Derivatives Across Summations

411 Views Asked by At

So, I took one intro course in Tensor calculus and this problem reminds of that, except I can't quite recall how derivatives work with respect to components, or what those derivatives produce. Consider the following example:

enter image description here

The transition from (7) to (8) is where I'm lost.
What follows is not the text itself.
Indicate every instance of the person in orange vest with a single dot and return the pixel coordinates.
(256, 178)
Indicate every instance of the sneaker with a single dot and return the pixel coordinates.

We have

$$ \frac{\partial f}{\partial X_{jk}} = \frac{\partial}{\partial X_{jk}} \sum_i \sum_j \sum_k A_{ij}X_{jk}B_{ki} $$

Now, the ultimate goal here is to find $\frac{\partial f}{\partial X}$, so why did we choose to differentiate on the indices $(j,k)$. Clearly that's a convenient choice, but why is it acceptable to choose, what is the intuition or motivation for that choice (this is my main question)? Given that it is the correct choice, I believe the derivative and subsequent work goes somewhat like:

\begin{align} \frac{\partial}{\partial X_{jk}} \sum_i \sum_j \sum_k A_{ij}X_{jk}B_{ki} &= \sum_i \sum_j \sum_k A_{ij}\frac{\partial}{\partial X_{jk}}\left(X_{jk}\right)B_{ki} \\ &= \sum_i \sum_j \sum_k A_{ij}1_{jk}B_{ki} \\ &= \sum_i \sum_j A_{ij} \sum_k 1_{jk}B_{ki} \tag{$\star$} \\ &= \sum_i \sum_j A_{ij}B{ji} \end{align}

But my steps in/around $(\star)$ are not legitimate. I sense that there should be some kronecker delta action around there. In tensor notation I get:

\begin{align} \frac{\partial}{\partial X_{jk}} A_{ij}X_{jk}B_{ki} &= A_{ij}\frac{\partial}{\partial X_{jk}}\left(X_{jk}\right)B_{ki} \\ &= A_{ij}B_{ki} \\ &= \left[BA\right]_{kj} \\ &= \left[BA\right]^T_{jk} \\ &= \left[A^TB^T\right]_{jk} \\ \end{align}

which are the components of $A^TB^T$. So that seems to work fine (am I correct?). If so, how do I reconcile the notations in order to perform the same calculation in index notation?

2

There are 2 best solutions below

0
On

I can see the confusion in the notation, so let's change things up a little bit to try and make it clearer.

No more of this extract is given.